Emperor Boris reached to his jewelled belt and removed a few coppers from a leather pouch. Squinting at the coins for a moment, he turned back to the window and threw them into the street. He laughed as he watched the ragged scarecrows rush to retrieve their bounty, hobbling along on withered legs, groping in the gutter with skeletal hands. Still laughing, he took another clutch of coins and threw them in the direction of an old char woman leaning against a lamp post. Caught by surprise, the woman staggered back as the coins struck her. A mob of more observant beggars came running down the street, trampling the old woman underfoot in their hurry to gather up the money.

Boris clapped his hands together, his face glowing in a cherubic smile. He noted the revulsion on the face of the woman across from him. Reaching into his belt, he removed a few more coins. ‘Great sport,’ he told Erna. ‘Would you care to try?’ The woman shook her head, but Boris persisted. Reaching out, he took her hand and forced the coins into her palm. ‘Just once,’ he told her.

‘Perhaps I might try,’ Moschner offered.

Emperor Boris directed a withering look at his physician. ‘Pay for your own amusements,’ he said, then turned his attention back to Erna. ‘Go ahead,’ he prodded her. ‘They’re just peasants. They won’t bite. They wouldn’t dare!’ The levity drained from the monarch’s features; his voice became a low snarl, his hand tightened around Erna’s. ‘Do as you are told.’

Her cheeks flushing with shame, turning her head from the window, Erna cast the coins into the street. Emperor Boris leaned his head from the window, laughing at the bedlam as the beggars scrambled for the discarded coins.

‘A poor cast,’ he chuckled, then grinned as a thin shriek rose from somewhere behind them. ‘We’re afraid your coins landed in the street. One of the wretches has gotten himself crushed by the Count of Stirland’s coach.’ He leaned back inside and patted Erna’s hand.
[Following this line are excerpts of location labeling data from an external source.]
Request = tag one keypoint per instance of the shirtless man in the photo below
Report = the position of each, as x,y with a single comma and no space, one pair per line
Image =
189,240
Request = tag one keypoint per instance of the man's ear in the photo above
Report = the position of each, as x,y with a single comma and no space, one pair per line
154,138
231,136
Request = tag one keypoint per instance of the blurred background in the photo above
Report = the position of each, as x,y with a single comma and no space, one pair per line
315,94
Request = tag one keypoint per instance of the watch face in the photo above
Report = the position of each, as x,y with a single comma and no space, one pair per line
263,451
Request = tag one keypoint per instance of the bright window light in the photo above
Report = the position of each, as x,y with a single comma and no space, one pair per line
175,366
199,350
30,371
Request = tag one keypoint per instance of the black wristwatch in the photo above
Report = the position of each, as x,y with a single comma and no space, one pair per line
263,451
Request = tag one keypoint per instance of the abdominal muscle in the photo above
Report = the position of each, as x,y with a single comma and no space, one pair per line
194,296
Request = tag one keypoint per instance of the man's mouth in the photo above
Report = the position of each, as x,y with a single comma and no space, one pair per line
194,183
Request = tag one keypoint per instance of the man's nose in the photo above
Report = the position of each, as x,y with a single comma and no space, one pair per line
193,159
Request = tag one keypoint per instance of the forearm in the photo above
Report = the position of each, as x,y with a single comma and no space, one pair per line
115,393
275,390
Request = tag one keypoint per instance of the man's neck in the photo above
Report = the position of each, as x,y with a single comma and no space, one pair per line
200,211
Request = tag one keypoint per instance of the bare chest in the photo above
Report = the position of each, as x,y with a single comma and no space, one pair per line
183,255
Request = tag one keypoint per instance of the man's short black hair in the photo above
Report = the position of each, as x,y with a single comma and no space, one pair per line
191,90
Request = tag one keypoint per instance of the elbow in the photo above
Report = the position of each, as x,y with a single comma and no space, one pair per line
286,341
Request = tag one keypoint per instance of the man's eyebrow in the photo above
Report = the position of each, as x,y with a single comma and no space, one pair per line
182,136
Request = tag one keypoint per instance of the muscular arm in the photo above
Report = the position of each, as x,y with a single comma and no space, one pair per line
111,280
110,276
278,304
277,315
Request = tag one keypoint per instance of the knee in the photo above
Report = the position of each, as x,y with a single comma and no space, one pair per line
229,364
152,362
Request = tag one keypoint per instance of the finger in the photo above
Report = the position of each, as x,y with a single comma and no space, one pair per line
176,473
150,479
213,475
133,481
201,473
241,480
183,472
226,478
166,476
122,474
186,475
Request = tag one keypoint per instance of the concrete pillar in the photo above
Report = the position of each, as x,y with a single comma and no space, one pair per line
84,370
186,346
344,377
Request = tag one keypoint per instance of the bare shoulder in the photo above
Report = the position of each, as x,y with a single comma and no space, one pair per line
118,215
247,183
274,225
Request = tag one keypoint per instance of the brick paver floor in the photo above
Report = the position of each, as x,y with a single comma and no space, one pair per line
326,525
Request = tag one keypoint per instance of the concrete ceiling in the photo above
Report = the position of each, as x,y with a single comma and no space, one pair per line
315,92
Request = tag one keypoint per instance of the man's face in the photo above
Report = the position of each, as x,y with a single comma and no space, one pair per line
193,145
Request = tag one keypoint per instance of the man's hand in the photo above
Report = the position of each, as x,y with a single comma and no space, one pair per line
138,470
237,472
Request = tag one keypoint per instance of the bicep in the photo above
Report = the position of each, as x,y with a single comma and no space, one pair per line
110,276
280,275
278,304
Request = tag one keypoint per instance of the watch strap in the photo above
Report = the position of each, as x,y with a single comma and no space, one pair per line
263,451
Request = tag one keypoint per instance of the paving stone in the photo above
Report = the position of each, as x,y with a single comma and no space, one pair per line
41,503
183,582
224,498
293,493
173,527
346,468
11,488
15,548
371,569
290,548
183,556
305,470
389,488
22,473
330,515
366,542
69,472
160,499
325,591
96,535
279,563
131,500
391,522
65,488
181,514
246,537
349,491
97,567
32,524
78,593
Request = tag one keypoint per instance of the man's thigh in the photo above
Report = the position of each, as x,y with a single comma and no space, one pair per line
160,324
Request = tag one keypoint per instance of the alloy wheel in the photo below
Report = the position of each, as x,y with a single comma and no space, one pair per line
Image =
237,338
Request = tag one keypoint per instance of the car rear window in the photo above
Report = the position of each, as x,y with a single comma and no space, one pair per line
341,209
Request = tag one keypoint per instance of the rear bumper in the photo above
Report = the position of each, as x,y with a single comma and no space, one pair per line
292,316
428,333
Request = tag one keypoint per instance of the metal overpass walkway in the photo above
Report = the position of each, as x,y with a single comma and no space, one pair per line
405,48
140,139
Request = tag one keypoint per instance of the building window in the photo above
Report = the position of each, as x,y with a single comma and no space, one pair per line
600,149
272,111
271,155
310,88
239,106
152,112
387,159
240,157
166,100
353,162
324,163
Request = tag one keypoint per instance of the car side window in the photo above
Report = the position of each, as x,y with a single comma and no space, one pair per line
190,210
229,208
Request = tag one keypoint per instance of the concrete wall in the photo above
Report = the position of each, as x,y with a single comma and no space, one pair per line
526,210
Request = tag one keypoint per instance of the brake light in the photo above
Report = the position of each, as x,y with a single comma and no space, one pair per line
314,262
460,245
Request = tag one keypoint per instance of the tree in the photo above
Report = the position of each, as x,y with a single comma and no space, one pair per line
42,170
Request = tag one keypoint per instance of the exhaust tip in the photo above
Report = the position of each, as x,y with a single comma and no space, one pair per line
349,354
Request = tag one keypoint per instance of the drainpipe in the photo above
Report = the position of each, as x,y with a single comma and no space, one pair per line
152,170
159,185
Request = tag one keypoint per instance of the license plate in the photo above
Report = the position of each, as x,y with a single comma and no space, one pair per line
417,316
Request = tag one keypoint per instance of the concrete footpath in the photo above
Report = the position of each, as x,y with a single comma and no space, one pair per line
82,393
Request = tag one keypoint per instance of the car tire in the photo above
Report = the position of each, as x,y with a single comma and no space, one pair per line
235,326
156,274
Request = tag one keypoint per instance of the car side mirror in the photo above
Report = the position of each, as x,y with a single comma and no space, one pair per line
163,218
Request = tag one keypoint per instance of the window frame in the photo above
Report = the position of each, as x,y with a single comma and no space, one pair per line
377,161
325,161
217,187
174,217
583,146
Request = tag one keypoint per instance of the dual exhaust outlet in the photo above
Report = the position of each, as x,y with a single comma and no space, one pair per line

‘We thank you for an amusing diversion,’ the Emperor told her, smiling as he felt the shudder that passed through Erna’s body.

Soon the urban mire of decayed Carroburg was behind them. They passed through the western gate, following the long causeway that reached out across the Reik, rising in a spiral of brick and mortar to the crest of a tall hill. Here, upon the natural spire, a succession of fortresses had been built by the old Thuringian kings, culminating in the great stone walls of the Schloss Hohenbach.